Saturday, October 16, 2010

Readers of The Countess and the King have been intrigued by the relationship between Katherine Sedley and actress Nell Gwyn, and have asked for more information about their friendship. I'm happy to oblige!

At first glance, the two seem to have little in common. Nell Gwyn (1650-1687), left, was born into extreme poverty. Raised by her mother in a brothel, she was saved from that fate by her beauty, her charm, and, most of all, her gift for being able to entertain others with her singing, dancing, and witty, bawdy banter. She was also lucky. The return of Charles II to the English throne in 1660 marked the end of Puritan rule. One of the first acts by Charles was to reopen the playhouses, and better still, permit women on the stage for the first time. The rowdy Restoration playhouse was the perfect place for Nell’s saucy exuberance, and she rose quickly from being an orange seller in the pit to a leading lady in comic roles. She was a favorite of audiences, and in 1667, when she first would have met Katherine, she was a seventeen-year-old superstar that had already been noticed by the king himself.
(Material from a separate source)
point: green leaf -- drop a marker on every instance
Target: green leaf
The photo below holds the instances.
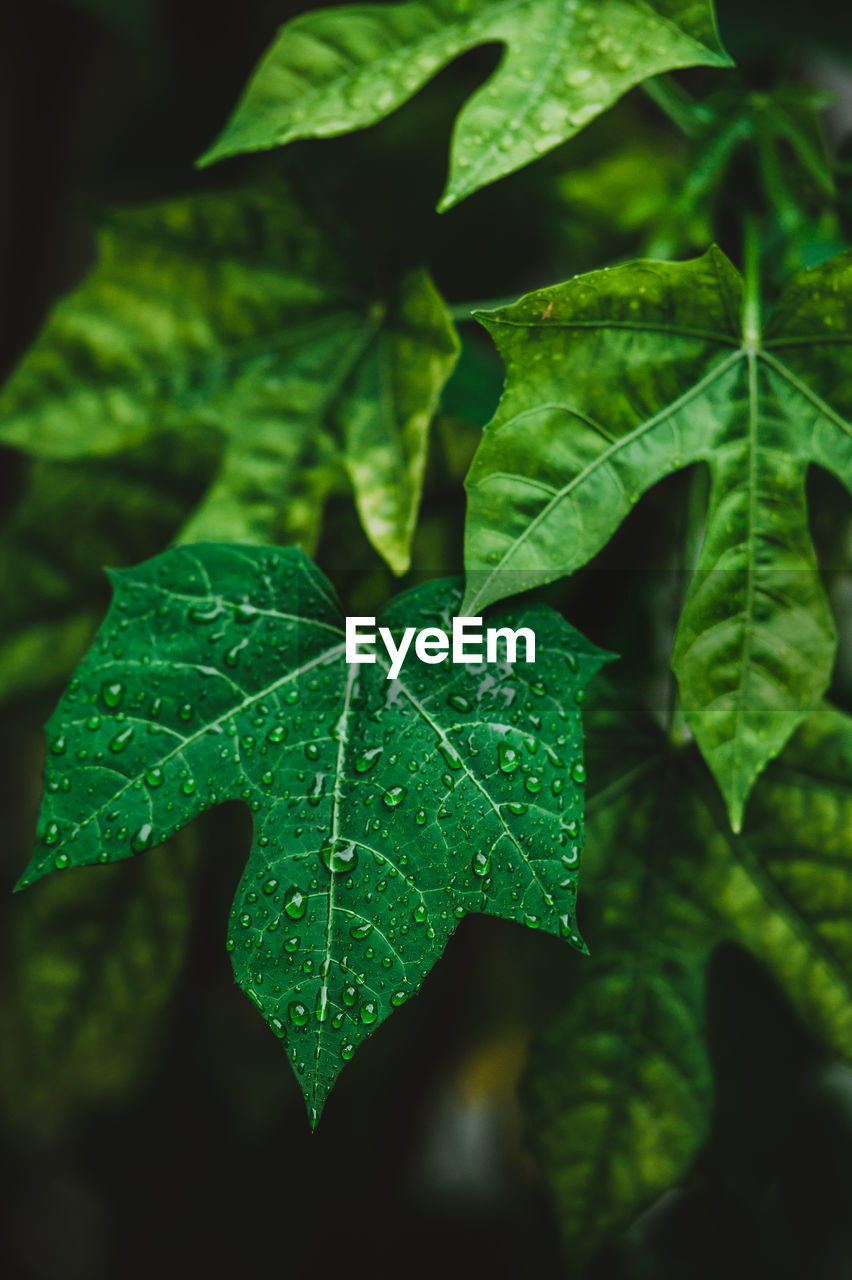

Katherine Sedley (1657-1717), right, was the daughter of baronet, poet, politician, and libertine Sir Charles Sedley (1639-1701.) Sir Charles was young, wealthy, and sufficiently connected at court that he regularly drank and played tennis with the king. But Sir Charles’s wife was mad, believing herself to be queen, and he soon sent her to live out her days in a foreign convent. This left Sir Charles as the only parent to their only child, and instead of having ten-year-old Katherine reared by relatives, he decided to include her in his life. This meant that Katherine stayed out late at playhouses and taverns, and that some of the town’s most disreputable, high-born gentlemen (known as the Merry Gang) became like indulgent uncles. In the company of her father’s friends, she learned to drink, swear, and gamble. Because she amused them, she was encouraged to speak freely, and outrageously. Whatever well-bred shyness she might have once possessed vanished, and unlike most young ladies her age, she came to enjoy being the center of attention for what she said.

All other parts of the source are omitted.